BeyondTrust, Kritische

BeyondTrust: Kritische Sicherheitslücke wird aktiv ausgenutzt

14.02.2026 - 00:51:11

Eine schwerwiegende Schwachstelle in BeyondTrusts Secure-Access-Lösungen ermöglicht Angreifern unauthentifizierten Zugriff. Erste Ausnutzungsversuche sind bereits im Gange.

Eine schwerwiegende Sicherheitslücke in den Secure-Access-Produkten von BeyondTrust wird bereits aktiv von Angreifern ausgenutzt. Die Schwachstelle ermöglicht es, Unternehmensnetzwerke ohne Authentifizierung zu kompromittieren – ein Albtraum für IT-Sicherheitsteams weltweit.

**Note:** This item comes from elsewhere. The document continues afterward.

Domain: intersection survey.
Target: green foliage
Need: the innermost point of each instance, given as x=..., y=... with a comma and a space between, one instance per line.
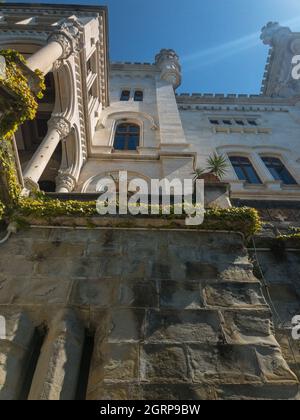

Was die Lücke so gefährlich macht

Die als CVE-2026-1731 identifizierte Schwachstelle hat einen Schweregrad von 9,9 von 10 Punkten. Sie betrifft lokale Installationen von BeyondTrust Remote Support und Privileged Remote Access. Das Besondere: Angreifer benötigen weder eine Benutzerinteraktion noch vorherige Anmeldedaten. Ein speziell präparierter Netzwerkverkehr reicht aus, um beliebige Systembefehle auszuführen.

Betroffen sind Version 25.3.1 und älter von Remote Support sowie Version 24.3.4 und älter von Privileged Remote Access. Besorgniserregend ist der Ort des Fehlers: Er liegt im selben Endpunkt wie eine frühere, berüchtigte Lücke (CVE-2024-12356), die 2024 von mutmaßlich chinesischen Staatshackern genutzt wurde, um das US-Finanzministerium zu kompromittieren. Der damalige Patch schloss die Tür offenbar nicht vollständig.

Rasante Eskalation: Von der Veröffentlichung zum Angriff

Die Zeitspanne zwischen der Bekanntgabe der Schwachstelle und den ersten Angriffen war extrem kurz – ein gefährlicher Trend in der Cybersicherheit.

BeyondTrust veröffentlichte die Patches am 6. Februar 2026, nachdem Forscher von Hacktron AI das Unternehmen am 31. Januar informiert hatten. Bereits am 10. Februar folgte eine technische Analyse mit einem Proof-of-Concept-Exploit in der Forschungscommunity. Dies war das Startsignal für Angreifer.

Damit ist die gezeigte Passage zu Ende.